Telstra cars probed amid Claremont murders

Bradley Robert Edwards denies murdering three women in Perth's Claremont suburb in the 1990s.
Bradley Robert Edwards denies murdering three women in Perth's Claremont suburb in the 1990s.

Multiple women have told the Claremont serial killings trial about a Telstra vehicle circling the area and being mistaken for a taxi around the time of the murders, when police were already investigating the company's drivers.

Ex-Telstra technician Bradley Robert Edwards, 50, is on trial in the Western Australia Supreme Court, charged with murdering Sarah Spiers, 18, Jane Rimmer, 23, and Ciara Glennon, 27, in 1996 and 1997.

Natalie Clements, 47, testified on Tuesday she saw a Telstra car lapping the area five times in about two hours on the Friday night before Christmas in 1996.

It drove past the Ocean Beach Hotel twice and soon after, the group was walking towards the train station when she saw a ladder on the roof of the Commodore, mistakenly believed it was a taxi and tried to hail it.

But it was a white station wagon with a Telstra logo.

"It slowed and stopped. I said 'no, I didn't need a lift' and they kept going."

She said she saw the same car drive past two more times until they eventually found a taxi.

Ms Clements said she did not see the driver because he was "in the shadow of the car".

She spoke to police in June 1997 after a friend was picked up by a Telstra vehicle.

Jane Ouvaroff, 47, testified she also hailed a station wagon mistakenly thinking it was a taxi in late 1996 or early 1997.

She believed the same car had driven past her minutes earlier.

"It looked to me like the same shape as a taxi ... the driver stopped for me," she said.

"When I sat down, I looked at the dashboard and recognised that it wasn't a taxi."

She said she didn't feel threatened or unsafe, but something made her mention she had left her shoes at a park and asked the driver to stop.

She got out and retrieved her shoes - and two male friends - then returned to the car, which she noticed had a Telstra logo and tools in the boot.

"(The driver) was not particularly willing to chat."

Trilby Winsome Smith, 42, testified she and a friend got into a white "electrical van" while hitchhiking in the summer of 1996.

"I got into the back of it and noticed there was a lot of cables," she said.

"There were little holders that held certain electrical things."

Ms Smith said her friend was sitting in the front and talking to the driver but she did not see his face.

Her friend suddenly opened the door and "yanked" her out.

"She said 'That man was...'," but Ms Smith was prevented from finishing the sentence.

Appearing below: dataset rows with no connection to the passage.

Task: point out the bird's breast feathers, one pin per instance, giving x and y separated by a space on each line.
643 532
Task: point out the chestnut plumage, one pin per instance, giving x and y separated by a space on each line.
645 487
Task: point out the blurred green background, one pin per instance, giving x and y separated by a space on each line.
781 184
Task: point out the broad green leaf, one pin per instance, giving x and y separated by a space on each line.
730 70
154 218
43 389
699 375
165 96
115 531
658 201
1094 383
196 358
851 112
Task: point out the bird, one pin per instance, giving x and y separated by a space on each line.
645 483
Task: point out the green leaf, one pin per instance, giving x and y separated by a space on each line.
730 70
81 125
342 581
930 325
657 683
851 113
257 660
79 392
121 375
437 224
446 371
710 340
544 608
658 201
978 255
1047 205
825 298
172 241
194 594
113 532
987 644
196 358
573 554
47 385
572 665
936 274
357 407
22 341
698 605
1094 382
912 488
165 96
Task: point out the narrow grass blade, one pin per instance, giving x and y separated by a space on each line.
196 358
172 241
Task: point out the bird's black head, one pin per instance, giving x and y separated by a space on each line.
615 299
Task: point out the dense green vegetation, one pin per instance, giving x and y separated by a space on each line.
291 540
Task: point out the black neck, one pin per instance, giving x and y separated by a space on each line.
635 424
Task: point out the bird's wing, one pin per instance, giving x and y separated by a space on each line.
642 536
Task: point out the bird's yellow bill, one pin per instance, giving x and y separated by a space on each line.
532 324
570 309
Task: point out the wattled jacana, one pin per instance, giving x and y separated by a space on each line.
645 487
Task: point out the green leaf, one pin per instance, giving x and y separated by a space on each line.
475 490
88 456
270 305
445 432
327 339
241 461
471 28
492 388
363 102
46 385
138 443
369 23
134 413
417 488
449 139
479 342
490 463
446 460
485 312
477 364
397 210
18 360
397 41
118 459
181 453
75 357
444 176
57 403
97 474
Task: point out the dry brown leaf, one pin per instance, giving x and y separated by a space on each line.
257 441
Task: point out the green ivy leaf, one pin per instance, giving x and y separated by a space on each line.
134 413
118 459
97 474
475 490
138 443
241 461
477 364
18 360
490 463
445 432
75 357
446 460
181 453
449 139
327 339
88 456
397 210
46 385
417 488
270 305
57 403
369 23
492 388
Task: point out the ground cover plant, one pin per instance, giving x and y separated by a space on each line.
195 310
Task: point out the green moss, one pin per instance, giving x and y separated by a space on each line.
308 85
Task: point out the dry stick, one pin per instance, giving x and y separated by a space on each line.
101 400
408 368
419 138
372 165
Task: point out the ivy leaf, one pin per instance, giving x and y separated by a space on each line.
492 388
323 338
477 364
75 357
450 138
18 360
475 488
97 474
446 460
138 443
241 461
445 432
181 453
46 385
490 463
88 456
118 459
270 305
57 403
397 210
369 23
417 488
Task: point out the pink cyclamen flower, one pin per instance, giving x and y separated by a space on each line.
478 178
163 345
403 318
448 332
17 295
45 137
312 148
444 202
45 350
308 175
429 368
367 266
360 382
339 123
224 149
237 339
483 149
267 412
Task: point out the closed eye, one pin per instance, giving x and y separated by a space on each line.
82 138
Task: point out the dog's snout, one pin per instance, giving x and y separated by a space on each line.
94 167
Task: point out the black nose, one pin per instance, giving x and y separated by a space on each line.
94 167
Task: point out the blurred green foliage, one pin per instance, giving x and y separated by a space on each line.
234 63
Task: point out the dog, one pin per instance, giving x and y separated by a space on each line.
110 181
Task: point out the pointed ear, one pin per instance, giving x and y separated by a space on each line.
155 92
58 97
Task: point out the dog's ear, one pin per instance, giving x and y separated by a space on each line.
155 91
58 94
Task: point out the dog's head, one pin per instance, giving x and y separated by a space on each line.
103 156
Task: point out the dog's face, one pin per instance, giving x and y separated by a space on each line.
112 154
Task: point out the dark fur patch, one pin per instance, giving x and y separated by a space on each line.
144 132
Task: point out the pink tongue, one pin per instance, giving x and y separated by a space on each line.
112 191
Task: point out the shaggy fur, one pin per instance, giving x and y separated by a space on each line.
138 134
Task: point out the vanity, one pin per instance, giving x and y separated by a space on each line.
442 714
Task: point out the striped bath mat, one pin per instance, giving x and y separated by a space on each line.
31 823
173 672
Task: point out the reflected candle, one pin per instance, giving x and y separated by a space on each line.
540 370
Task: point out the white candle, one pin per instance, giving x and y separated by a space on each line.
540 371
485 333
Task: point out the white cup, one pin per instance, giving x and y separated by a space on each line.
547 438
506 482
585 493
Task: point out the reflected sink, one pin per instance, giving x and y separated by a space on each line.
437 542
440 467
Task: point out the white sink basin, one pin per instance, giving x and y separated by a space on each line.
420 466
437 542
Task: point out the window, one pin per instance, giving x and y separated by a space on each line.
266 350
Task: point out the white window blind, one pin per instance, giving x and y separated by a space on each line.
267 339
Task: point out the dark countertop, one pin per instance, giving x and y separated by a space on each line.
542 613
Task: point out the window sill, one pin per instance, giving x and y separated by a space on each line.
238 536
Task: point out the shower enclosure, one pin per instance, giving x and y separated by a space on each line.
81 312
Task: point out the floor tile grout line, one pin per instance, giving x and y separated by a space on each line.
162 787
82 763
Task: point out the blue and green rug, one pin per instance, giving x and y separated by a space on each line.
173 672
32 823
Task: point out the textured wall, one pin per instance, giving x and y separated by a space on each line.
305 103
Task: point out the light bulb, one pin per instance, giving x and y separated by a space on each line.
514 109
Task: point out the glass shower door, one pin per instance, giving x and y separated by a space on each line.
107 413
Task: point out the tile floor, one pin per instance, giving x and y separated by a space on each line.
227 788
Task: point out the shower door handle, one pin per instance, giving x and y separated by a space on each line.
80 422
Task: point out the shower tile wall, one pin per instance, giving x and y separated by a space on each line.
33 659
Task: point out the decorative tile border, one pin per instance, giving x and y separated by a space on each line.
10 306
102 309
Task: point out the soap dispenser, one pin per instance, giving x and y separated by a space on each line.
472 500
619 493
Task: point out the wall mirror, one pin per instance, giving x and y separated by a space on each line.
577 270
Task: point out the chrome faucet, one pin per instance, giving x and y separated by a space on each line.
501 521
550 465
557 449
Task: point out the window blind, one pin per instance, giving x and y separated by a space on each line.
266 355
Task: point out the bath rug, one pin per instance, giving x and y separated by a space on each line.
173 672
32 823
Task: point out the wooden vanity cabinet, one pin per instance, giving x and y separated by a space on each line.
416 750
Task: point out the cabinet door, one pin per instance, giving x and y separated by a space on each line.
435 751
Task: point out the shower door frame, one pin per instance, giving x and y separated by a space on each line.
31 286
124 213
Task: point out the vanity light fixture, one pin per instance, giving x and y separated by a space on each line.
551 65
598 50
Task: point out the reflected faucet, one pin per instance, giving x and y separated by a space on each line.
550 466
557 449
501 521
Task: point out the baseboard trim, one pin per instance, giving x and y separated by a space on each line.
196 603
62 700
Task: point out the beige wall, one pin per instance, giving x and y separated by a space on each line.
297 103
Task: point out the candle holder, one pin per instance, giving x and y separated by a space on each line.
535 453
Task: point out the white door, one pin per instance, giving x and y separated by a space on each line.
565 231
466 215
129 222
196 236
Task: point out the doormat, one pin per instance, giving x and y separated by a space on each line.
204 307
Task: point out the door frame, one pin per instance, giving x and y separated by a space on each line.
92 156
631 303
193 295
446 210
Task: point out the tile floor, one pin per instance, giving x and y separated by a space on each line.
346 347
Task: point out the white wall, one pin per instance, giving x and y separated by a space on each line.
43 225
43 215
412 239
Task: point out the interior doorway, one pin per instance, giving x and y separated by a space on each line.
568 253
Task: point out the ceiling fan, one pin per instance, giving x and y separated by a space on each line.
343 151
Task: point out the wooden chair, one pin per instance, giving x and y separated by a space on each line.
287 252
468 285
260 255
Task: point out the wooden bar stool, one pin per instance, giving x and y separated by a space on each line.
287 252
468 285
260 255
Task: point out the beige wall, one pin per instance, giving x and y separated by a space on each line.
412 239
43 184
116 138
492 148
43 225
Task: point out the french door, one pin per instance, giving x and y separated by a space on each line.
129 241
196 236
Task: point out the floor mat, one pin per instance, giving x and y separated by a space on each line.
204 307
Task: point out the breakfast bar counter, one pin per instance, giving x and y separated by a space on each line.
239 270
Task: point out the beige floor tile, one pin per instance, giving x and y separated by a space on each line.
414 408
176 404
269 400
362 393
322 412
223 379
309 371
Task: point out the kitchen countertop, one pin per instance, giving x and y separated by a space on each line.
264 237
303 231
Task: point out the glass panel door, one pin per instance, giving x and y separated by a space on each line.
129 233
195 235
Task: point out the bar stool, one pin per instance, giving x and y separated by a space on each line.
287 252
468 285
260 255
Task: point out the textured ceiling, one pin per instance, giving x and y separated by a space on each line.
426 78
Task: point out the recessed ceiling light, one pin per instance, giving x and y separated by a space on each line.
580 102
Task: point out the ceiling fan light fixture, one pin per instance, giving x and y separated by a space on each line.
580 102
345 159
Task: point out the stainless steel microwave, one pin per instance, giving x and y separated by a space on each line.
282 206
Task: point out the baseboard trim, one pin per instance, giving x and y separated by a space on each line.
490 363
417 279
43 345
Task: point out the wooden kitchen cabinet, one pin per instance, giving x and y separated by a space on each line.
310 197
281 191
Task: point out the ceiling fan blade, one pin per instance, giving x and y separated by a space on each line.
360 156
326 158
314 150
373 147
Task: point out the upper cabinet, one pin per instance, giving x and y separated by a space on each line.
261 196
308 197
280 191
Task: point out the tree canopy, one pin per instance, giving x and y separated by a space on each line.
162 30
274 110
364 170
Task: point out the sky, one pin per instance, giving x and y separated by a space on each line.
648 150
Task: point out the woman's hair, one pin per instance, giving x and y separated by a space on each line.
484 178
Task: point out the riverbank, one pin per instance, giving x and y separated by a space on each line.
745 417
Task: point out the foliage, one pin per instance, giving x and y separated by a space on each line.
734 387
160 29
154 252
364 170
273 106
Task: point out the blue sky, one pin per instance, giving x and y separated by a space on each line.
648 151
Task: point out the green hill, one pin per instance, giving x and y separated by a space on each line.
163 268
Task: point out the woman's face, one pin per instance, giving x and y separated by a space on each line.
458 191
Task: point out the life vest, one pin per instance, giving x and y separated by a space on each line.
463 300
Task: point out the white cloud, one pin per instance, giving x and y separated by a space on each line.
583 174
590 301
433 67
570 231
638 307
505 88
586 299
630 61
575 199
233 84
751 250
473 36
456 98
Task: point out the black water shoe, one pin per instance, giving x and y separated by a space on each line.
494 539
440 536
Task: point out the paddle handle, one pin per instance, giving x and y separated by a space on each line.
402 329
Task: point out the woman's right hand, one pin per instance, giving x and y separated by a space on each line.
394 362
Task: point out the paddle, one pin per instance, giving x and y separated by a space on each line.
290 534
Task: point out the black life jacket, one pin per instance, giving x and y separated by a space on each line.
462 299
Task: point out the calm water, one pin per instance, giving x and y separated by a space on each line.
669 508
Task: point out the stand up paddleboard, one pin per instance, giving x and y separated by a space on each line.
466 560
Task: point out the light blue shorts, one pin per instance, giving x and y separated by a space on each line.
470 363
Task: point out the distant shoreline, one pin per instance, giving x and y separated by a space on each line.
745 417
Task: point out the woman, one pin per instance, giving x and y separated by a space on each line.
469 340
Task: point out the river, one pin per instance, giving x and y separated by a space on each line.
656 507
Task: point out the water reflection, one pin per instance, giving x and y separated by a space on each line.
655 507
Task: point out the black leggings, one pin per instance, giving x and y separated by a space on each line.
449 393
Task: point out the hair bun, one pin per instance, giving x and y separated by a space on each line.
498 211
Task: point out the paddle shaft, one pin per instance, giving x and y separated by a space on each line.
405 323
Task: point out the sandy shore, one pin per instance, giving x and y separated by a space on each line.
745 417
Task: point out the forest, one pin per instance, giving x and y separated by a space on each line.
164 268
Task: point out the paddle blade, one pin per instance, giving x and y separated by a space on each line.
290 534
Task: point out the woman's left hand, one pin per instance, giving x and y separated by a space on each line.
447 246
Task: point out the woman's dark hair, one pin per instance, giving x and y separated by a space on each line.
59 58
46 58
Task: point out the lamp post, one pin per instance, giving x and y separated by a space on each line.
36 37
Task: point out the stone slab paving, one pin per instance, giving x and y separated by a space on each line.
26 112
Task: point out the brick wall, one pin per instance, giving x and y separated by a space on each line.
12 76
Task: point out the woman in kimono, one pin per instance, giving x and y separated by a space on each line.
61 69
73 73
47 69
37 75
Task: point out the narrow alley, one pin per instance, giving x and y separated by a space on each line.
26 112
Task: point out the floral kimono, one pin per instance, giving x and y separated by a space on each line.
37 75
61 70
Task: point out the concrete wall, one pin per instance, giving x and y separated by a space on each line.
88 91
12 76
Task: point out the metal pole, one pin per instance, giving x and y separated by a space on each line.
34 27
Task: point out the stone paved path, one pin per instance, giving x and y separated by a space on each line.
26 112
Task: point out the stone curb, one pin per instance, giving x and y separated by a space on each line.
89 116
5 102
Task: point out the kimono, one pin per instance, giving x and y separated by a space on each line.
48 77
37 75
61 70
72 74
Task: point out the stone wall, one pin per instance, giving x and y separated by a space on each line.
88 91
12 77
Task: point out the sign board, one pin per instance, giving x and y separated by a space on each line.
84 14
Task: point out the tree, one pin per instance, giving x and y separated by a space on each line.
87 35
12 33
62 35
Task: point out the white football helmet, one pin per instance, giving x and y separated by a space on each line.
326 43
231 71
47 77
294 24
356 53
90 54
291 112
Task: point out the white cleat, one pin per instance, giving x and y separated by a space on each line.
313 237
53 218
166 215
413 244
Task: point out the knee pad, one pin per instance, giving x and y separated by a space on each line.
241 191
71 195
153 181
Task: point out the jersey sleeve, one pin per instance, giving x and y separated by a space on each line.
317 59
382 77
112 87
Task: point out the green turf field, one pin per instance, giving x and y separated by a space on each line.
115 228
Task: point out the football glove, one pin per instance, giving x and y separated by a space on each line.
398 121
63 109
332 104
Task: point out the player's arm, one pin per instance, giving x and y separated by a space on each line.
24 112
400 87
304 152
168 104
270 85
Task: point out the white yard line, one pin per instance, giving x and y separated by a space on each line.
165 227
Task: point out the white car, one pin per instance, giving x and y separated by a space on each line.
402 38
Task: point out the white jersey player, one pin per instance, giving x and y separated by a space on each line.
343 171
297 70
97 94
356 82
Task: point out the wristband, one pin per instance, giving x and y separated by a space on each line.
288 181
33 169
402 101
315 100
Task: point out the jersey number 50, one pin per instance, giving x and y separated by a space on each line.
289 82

She repeatedly tried to elaborate but was shut down.

Ms Smith noted nothing about the van's exterior, saying it had no "obvious signage".

It also emerged that WA Police asked Telstra for information about its vehicles in late June 1996 after a witness claimed to have seen a car with the new logo in February 2015.

Edwards has admitted abducting and twice raping a 17-year-old girl after dragging her through Karrakatta cemetery that month.

"You mentioned the vehicle you were looking for had a Telstra logo on the side, as distinct from the Telecom logo, and that the witness was fairly definite about this," a fax from Telstra read.

"If this is the case, then you should be aware that we only started putting Telstra logos on our vehicles from about July 1995.

"If a vehicle was sighted in February 1995, I don't think that it was possible it could have had a Telstra logo."

The fax also said the driver's name recorded might not be correct because sometimes vehicles changed hands.

Edwards was not on the list of possible drivers.